Dans l’un des sites touristiques les plus fréquentés de New York, le Pont de Brooklyn, deux voisins —Ellen Baum et Max Parke— ont entrepris une tâche bénévole qui a fini par devenir un mouvement citoyen. Depuis février 2026, ils ont consacré des dizaines d’heures à retirer des déchets et des cadenas, accumulant plus de 450 kilos de déchets et de métal.
Ce qui a commencé comme un effort individuel s’est transformé en une action collective de conscience environnementale et de préservation du patrimoine urbain, avec le soutien des voisins, des utilisateurs des réseaux sociaux et même des membres du conseil municipal.
L’origine du problème : les “cadenas d’amour”
La tendance à placer des cadenas métalliques sur le pont a commencé dans les années 2010, inspirée par Paris. Les couples jetaient les clés dans l’East River comme symbole d’union. Avec le temps, la pratique a dérivé en objets improvisés : rubans, écouteurs, bouteilles en plastique et même tampons.
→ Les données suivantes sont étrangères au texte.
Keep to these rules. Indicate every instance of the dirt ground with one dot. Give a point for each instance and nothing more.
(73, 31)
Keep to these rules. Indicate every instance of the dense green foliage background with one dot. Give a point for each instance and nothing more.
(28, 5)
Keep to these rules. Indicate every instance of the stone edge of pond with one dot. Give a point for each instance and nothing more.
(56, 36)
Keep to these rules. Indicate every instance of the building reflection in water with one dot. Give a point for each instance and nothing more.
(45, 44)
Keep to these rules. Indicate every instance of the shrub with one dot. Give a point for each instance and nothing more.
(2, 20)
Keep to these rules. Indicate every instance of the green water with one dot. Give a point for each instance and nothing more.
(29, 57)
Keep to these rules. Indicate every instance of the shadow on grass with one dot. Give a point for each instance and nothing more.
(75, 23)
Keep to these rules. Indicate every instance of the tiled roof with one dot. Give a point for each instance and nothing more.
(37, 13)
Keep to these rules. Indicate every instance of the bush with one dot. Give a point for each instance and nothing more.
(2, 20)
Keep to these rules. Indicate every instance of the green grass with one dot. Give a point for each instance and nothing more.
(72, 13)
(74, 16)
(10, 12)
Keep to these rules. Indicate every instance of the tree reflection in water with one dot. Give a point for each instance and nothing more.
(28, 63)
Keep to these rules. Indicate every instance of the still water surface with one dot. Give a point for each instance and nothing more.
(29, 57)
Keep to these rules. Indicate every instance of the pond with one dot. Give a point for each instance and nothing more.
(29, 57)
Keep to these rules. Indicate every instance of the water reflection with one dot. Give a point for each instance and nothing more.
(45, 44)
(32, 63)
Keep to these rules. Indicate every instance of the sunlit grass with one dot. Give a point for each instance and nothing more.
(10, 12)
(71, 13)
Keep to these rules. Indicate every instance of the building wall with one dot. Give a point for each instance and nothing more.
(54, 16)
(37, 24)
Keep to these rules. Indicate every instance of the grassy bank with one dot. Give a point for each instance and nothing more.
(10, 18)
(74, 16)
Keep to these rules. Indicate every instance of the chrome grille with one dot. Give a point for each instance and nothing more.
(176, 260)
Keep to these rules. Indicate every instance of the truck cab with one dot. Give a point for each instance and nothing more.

En 2014 et 2016, l’accumulation était si grande que le Département des Transports a dû effectuer des opérations de nettoyage, avec un coût de 116 000 USD, en plus d’imposer des amendes de 100 USD pour la pose d’objets. Cependant, la mesure n’a pas réussi à freiner la pratique.
Les protagonistes
- Ellen Baum, gestionnaire de programmes de 37 ans, a consacré plus de 40 heures à retirer manuellement les déchets attachés au grillage du pont. Son effort lui a valu des surnoms comme “Trashley Madison” et la “tsarine des déchets”.
- Max Parke, ingénieur logiciel de 39 ans, a commencé en décembre à retirer les cadenas avec une meuleuse à disque et un gilet réfléchissant. Il a transporté les restes métalliques dans une remorque attachée à son vélo ou en métro, accumulant plus de 450 kg de métal.
Ils se sont rencontrés en mars et ont formalisé leur collaboration, consolidant un mouvement qui inspire déjà d’autres citoyens à nettoyer leurs propres quartiers.

Urbanisme de guérilla et soutien institutionnel
L’initiative est interprétée comme une forme d’“urbanisme de guérilla”, où les citoyens interviennent directement dans l’espace public. Bien que la police ait assisté à l’activité, elle n’est jamais intervenue ; même un conducteur du Département des Transports a manifesté son soutien.
Baum a présenté une proposition formelle au Département des Transports pour institutionnaliser le nettoyage, renforcer les équipes officielles et créer des campagnes éducatives sur l’histoire du pont. Elle a également suggéré d’installer des structures décoratives pour déposer les cadenas sans endommager l’infrastructure.
Le conseil municipal a répondu avec un soutien logistique et matériel, et on s’attend à ce que le cas suscite l’intérêt du maire Zohran Mamdani.
Éducation et conscience environnementale
Baum s’est inscrite au programme Trash Academy de la Sanitation Foundation, qui forme sur l’impact des déchets sur le climat, la santé publique et les quartiers new-yorkais. L’initiative vise à élargir la conscience citoyenne et à transformer le nettoyage en une habitude collective.
L’expérience de Baum et Parke démontre que l’action citoyenne peut pallier le manque de réponse institutionnelle et générer des changements culturels. Bien que les déchets continuent d’apparaître, le mouvement a déjà réussi à lancer le débat sur la préservation du patrimoine urbain et la nécessité de la participation communautaire dans la gestion des déchets.